Source: Adapted from O'Connor, K. (1995) "Airport Development in Southeast Asia", Journal of Transport Geography, Vol. 3, No. 4, pp. 269-279.
- Stage 1 (Initial development; connecting effect). During the 1930s basic linear services were established. Since the technical capabilities of aircrafts were limited, especially in terms of range and capacity, intermediate stops had to be made even if many of these stops represented limited commercial opportunities. For instance, a flight across the Pacific required stops at Hawaii, Wake, Midway, Guam and the Philippines islands.
- Stage 2 (By-passing effect). During the 1940s and 1950s, the technical capabilities of aircrafts improved substantially, which enabled to by-pass several intermediate stops. Routes between major destinations still had a linear structure.
- Stage 3 (Proximity effect). In the 1960s and 1970s, aircraft technology permitted long distance routes, which supported the development of a network structure reflecting better the size and function of markets. As such, the airports of large cities started to see the development of feeder services. The structure of the network remained highly influence by the existing urban hierarchy.
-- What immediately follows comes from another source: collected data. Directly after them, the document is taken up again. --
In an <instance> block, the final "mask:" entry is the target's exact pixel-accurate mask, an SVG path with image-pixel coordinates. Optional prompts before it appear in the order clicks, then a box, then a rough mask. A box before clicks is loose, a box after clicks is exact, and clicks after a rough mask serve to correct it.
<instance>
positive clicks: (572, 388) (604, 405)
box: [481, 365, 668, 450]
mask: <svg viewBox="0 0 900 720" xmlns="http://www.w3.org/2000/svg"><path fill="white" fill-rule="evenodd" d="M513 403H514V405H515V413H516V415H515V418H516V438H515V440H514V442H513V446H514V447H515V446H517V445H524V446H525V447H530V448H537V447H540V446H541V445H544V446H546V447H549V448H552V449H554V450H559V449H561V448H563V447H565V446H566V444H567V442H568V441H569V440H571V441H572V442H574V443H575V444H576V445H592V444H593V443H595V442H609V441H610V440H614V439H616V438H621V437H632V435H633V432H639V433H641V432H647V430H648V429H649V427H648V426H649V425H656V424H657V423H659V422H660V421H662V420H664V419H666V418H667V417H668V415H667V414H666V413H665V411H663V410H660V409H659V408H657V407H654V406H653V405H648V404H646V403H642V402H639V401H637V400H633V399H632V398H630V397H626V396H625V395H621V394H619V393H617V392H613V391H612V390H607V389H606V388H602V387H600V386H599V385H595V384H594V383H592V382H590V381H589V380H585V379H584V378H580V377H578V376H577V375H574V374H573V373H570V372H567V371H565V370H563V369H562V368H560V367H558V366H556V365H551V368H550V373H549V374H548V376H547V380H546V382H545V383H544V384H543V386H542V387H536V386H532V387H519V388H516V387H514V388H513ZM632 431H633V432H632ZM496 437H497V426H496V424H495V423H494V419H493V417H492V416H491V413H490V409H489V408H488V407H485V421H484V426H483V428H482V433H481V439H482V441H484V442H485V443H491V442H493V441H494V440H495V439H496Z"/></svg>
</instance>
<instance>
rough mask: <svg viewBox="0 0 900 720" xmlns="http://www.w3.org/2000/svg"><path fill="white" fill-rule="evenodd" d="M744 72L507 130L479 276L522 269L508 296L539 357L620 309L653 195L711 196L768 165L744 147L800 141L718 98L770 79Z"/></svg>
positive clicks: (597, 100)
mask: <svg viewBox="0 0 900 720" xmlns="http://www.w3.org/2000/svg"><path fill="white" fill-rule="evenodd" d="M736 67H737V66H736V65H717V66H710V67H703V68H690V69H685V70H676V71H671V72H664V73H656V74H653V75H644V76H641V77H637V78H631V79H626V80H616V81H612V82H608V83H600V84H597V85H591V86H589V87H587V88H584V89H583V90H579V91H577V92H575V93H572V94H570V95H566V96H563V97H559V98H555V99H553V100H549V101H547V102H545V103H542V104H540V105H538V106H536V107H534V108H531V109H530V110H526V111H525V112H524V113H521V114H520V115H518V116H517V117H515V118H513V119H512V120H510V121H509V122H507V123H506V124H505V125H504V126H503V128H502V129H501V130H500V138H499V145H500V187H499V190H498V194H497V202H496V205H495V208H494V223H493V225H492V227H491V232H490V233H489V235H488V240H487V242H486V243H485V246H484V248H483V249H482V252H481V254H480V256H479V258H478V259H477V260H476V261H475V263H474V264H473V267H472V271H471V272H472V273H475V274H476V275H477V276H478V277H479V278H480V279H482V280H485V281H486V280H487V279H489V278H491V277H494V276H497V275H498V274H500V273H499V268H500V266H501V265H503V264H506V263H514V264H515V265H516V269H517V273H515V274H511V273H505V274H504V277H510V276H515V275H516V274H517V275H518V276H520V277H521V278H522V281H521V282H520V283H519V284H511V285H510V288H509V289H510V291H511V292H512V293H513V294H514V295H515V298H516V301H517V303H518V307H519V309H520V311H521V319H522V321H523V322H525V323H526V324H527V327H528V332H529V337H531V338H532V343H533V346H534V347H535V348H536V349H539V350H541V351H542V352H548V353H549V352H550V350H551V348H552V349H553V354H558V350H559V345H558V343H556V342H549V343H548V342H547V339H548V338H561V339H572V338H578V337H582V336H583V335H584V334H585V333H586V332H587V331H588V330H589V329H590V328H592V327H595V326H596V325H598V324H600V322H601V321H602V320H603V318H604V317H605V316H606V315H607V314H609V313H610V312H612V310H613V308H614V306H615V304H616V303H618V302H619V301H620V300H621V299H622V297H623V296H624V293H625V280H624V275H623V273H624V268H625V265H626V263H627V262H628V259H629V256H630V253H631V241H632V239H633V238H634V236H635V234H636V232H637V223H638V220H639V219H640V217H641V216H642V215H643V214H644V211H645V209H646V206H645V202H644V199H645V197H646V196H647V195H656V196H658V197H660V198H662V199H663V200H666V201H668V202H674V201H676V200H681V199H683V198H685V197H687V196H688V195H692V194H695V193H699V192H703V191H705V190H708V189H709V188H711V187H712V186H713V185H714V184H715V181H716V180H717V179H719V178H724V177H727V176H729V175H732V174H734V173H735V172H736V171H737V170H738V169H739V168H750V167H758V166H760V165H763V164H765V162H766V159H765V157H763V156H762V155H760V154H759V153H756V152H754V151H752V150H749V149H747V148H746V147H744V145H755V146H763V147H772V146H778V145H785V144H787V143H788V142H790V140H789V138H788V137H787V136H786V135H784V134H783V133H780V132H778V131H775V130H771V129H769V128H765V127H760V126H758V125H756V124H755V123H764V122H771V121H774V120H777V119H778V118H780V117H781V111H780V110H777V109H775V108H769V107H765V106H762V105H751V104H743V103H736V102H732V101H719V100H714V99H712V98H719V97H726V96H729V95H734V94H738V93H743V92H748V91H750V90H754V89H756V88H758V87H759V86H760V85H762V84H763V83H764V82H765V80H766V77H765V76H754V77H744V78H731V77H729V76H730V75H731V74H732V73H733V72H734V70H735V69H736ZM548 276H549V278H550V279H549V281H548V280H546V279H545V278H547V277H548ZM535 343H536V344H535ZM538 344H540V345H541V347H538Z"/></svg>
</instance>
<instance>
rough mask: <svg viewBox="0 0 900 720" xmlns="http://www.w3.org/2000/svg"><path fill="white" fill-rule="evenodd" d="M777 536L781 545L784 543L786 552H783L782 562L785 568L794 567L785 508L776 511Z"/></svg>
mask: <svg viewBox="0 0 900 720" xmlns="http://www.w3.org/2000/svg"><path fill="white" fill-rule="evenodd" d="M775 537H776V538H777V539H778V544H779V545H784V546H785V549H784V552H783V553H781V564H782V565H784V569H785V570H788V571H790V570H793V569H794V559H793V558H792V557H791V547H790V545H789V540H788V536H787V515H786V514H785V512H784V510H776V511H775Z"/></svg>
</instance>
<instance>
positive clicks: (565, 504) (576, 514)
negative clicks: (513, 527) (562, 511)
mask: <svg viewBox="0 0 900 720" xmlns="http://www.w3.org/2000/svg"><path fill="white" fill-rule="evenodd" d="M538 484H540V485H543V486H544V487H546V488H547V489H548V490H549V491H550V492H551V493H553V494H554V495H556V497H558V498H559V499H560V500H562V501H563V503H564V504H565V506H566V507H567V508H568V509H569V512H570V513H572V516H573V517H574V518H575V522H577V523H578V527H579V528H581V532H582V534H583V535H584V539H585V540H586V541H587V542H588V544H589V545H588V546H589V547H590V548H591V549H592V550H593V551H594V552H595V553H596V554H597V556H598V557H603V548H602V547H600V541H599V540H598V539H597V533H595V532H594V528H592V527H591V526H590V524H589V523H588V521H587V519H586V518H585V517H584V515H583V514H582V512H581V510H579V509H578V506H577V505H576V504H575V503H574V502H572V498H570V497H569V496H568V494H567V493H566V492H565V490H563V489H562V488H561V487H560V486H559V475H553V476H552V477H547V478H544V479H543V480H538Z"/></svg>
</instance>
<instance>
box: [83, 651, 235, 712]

- Stage 4 (Hubbing effect). Through the accumulated effect of hubbing, the 1980s and 1990s saw the creation of large hubs handling the great majority of air traffic, especially at the international level. Hub and spoke networks have the advantage of offering a larger market coverage (number of airports) with a smaller number of services. A hub also enables to reconcile more effectively long distance and regional air services. However, the selection of a hub was the outcome of commercial decisions made by air carriers. It does not necessarily reflects the existing urban hierarchy. For instance, although Atlanta and Dubai are important cities, their air traffic level are more an outcome of their hubbing function than of their rank in the global urban system.